Karen Fuentes

Personal information
- Full name: Karen Paola Fuentes Gómez
- Date of birth: 3 August 2004 (age 21)
- Place of birth: Puente Alto, Santiago, Chile
- Position: Midfielder

Team information
- Current team: Universidad de Chile
- Number: 13

Youth career
- 2017–2021: Universidad de Chile

Senior career*
- Years: Team / Apps / (Gls)
- 2021–: Universidad de Chile

International career^{‡}
- 2020–2022: Chile U20
- 2023–: Chile / 4 / (0)

Medal record
Women's football
Representing Chile
Pan American Games
| Silver medal – second place | 2023 Santiago | Team |

= Karen Fuentes =

Chilean footballer (born 2004)

Karen Paola Fuentes Gómez (born 3 August 2004) is a Chilean footballer who plays as a midfielder for Club Universidad de Chile and the Chile women's national team.

==Club career==
Fuentes joined Universidad de Chile's sub 17 team in 2017. In 2021, she was promoted to senior team.

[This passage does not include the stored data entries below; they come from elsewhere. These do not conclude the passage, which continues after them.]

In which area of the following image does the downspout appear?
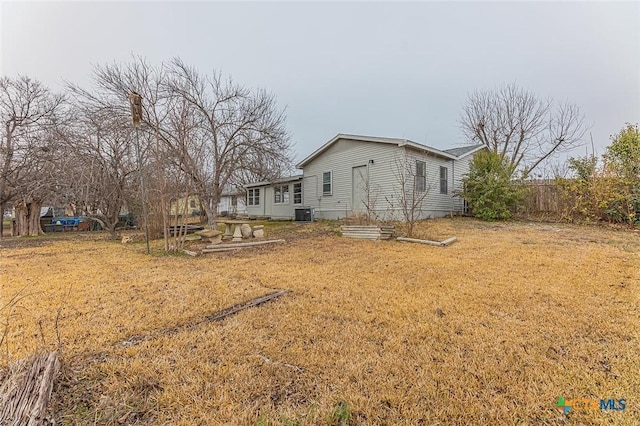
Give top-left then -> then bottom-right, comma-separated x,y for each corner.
451,158 -> 455,215
312,175 -> 320,217
366,161 -> 371,219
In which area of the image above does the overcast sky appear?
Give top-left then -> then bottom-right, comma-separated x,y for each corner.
2,1 -> 639,170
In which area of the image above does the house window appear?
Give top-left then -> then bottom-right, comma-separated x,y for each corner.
248,188 -> 260,206
322,171 -> 332,196
416,160 -> 426,192
274,184 -> 290,204
293,182 -> 302,204
189,199 -> 196,209
440,166 -> 448,194
231,195 -> 237,207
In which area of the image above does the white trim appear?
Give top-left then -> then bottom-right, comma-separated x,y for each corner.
244,175 -> 302,188
296,134 -> 458,168
439,166 -> 449,194
322,171 -> 333,196
415,160 -> 426,193
293,182 -> 303,205
247,188 -> 261,206
273,184 -> 290,205
451,144 -> 487,159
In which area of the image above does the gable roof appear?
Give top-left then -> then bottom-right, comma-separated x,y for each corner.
296,134 -> 484,168
443,144 -> 486,158
243,175 -> 303,189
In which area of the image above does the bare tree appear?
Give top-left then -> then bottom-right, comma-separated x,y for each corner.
57,104 -> 139,238
0,76 -> 65,236
460,82 -> 587,177
67,57 -> 191,244
166,58 -> 293,227
386,153 -> 431,237
68,56 -> 293,232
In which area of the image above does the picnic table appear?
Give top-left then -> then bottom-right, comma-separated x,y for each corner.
218,219 -> 251,242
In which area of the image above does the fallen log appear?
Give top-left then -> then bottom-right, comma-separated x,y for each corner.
202,290 -> 290,323
117,290 -> 290,347
0,352 -> 60,426
397,236 -> 458,246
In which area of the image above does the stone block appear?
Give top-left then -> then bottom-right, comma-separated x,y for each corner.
240,223 -> 253,238
196,229 -> 222,238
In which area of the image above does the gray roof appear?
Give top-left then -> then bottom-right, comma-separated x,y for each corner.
296,133 -> 462,168
243,175 -> 303,188
443,144 -> 486,157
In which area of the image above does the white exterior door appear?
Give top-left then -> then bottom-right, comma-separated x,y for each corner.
352,165 -> 368,212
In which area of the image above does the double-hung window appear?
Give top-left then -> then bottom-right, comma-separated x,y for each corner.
274,184 -> 290,204
322,171 -> 332,196
293,182 -> 302,204
248,188 -> 260,206
440,166 -> 448,194
415,161 -> 426,193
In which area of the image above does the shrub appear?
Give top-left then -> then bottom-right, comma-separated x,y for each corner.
558,158 -> 640,225
462,151 -> 526,221
558,122 -> 640,225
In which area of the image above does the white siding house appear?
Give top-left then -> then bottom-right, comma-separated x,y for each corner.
244,134 -> 484,221
295,134 -> 485,220
217,192 -> 247,217
244,176 -> 304,219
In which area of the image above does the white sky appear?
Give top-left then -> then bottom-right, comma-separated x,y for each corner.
2,1 -> 639,169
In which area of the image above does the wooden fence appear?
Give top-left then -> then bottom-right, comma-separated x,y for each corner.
521,179 -> 570,216
523,180 -> 559,213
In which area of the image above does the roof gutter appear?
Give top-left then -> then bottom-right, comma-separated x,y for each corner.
398,142 -> 458,160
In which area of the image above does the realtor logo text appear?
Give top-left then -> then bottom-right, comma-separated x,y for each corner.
555,397 -> 626,414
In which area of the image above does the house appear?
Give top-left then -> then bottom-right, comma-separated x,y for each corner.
244,134 -> 486,220
217,190 -> 247,217
245,175 -> 303,219
170,192 -> 247,218
170,195 -> 201,217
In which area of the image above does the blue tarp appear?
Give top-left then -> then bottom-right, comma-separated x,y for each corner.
51,217 -> 82,226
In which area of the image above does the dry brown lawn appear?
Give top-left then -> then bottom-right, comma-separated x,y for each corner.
0,219 -> 638,425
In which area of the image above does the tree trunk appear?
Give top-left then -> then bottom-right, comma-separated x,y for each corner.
161,194 -> 169,252
106,222 -> 119,239
0,204 -> 4,239
88,216 -> 119,239
14,200 -> 44,236
202,198 -> 218,229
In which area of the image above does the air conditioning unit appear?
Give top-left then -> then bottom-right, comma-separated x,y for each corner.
294,207 -> 313,222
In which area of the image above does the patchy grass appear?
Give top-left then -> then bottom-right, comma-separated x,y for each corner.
0,219 -> 638,425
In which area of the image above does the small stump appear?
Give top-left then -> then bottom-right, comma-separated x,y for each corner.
0,352 -> 60,425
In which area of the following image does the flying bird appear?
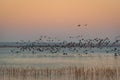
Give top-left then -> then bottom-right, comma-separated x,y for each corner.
77,24 -> 81,27
77,24 -> 88,27
84,24 -> 88,26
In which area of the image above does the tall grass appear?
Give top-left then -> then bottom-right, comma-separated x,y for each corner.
0,66 -> 120,80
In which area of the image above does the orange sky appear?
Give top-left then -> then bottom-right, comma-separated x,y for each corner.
0,0 -> 120,41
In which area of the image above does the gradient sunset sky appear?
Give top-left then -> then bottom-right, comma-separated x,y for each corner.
0,0 -> 120,42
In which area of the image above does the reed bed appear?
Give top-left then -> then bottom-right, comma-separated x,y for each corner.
0,66 -> 120,80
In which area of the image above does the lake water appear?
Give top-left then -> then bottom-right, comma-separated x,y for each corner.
0,47 -> 120,67
0,47 -> 120,80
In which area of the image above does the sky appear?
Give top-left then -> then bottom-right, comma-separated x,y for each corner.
0,0 -> 120,42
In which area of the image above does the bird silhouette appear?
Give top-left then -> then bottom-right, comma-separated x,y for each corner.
77,24 -> 88,27
84,24 -> 88,26
77,24 -> 81,27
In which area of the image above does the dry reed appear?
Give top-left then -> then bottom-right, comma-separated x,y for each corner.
0,66 -> 120,80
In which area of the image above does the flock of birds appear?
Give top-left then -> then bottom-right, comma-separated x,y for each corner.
10,24 -> 120,56
77,24 -> 88,27
10,35 -> 120,57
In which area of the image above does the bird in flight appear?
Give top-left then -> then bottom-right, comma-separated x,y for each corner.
77,24 -> 88,27
77,24 -> 81,27
84,24 -> 88,26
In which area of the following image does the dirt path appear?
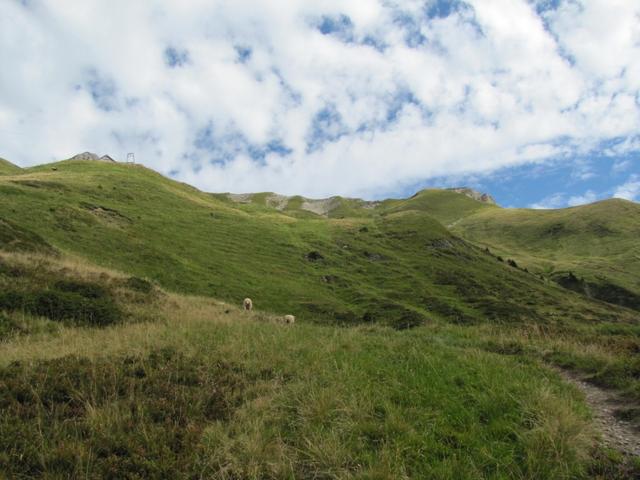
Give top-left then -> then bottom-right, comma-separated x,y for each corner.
555,368 -> 640,457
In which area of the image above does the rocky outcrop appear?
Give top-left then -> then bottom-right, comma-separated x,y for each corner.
70,152 -> 117,162
448,187 -> 496,205
301,197 -> 342,216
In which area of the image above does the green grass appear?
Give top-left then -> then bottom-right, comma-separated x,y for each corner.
0,158 -> 22,176
380,188 -> 498,226
451,200 -> 640,301
0,295 -> 598,479
0,157 -> 639,477
0,160 -> 633,328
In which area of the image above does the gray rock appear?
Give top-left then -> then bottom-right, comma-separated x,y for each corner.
70,152 -> 117,162
448,187 -> 497,205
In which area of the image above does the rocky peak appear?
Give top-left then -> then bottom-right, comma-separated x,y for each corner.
70,152 -> 116,162
448,187 -> 496,205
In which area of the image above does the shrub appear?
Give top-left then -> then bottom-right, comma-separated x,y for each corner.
362,302 -> 427,330
305,251 -> 324,262
55,280 -> 109,299
0,288 -> 121,327
124,276 -> 153,294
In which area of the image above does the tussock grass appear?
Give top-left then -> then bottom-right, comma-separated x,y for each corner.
0,250 -> 601,477
0,310 -> 597,479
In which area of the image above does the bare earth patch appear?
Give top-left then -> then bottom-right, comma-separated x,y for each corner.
555,367 -> 640,458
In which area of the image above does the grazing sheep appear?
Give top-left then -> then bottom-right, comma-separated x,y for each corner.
283,314 -> 295,324
243,298 -> 253,311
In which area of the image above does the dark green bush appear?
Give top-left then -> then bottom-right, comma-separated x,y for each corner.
55,280 -> 109,299
0,288 -> 120,327
362,302 -> 427,330
124,276 -> 153,294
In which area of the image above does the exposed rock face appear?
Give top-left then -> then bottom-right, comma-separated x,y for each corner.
448,187 -> 497,205
70,152 -> 117,162
265,194 -> 289,211
301,197 -> 342,216
227,193 -> 252,204
71,152 -> 100,161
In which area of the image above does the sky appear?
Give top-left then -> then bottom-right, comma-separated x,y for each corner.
0,0 -> 639,208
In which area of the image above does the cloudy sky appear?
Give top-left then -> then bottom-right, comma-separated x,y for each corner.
1,0 -> 639,207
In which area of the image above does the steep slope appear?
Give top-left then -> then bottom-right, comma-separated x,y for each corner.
0,158 -> 21,175
1,157 -> 639,477
452,200 -> 640,308
0,158 -> 633,329
0,250 -> 609,478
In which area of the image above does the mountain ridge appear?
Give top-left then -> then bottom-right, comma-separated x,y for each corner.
0,156 -> 637,317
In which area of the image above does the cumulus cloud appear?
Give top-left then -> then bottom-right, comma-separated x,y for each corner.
0,0 -> 639,198
530,193 -> 567,210
614,175 -> 640,201
567,190 -> 598,207
530,189 -> 599,209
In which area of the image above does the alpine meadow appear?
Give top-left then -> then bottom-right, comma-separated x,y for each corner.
0,157 -> 638,479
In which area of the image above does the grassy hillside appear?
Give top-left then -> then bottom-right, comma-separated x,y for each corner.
1,157 -> 639,477
0,158 -> 21,175
1,159 -> 634,329
451,200 -> 640,308
380,188 -> 498,226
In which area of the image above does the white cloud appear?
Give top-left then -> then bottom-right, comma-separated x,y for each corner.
614,175 -> 640,201
567,190 -> 598,207
530,189 -> 598,210
0,0 -> 639,198
529,193 -> 567,210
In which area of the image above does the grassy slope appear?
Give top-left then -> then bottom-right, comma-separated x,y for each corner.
0,159 -> 632,328
379,188 -> 498,226
0,159 -> 639,476
0,252 -> 605,479
451,200 -> 640,296
0,158 -> 21,175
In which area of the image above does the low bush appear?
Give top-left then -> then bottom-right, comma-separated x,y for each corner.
0,287 -> 121,327
54,279 -> 109,299
362,302 -> 427,330
124,276 -> 153,294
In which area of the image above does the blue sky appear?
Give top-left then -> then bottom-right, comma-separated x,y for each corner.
0,0 -> 638,207
402,153 -> 640,207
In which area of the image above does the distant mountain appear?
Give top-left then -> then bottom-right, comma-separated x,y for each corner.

In 2023, she signed a professional contract with Universidad de Chile.

==International career==
Fuentes has been a member of Chile women's U20 team. She has played in 2020 and 2022's CONMEBOL U20 tournament.

She made her senior debut for Chile women's national team in a friendly against Brazil on 2 July 2023.

She represented Chile at the 2023 Pan American Games, where Chile won the silver medal.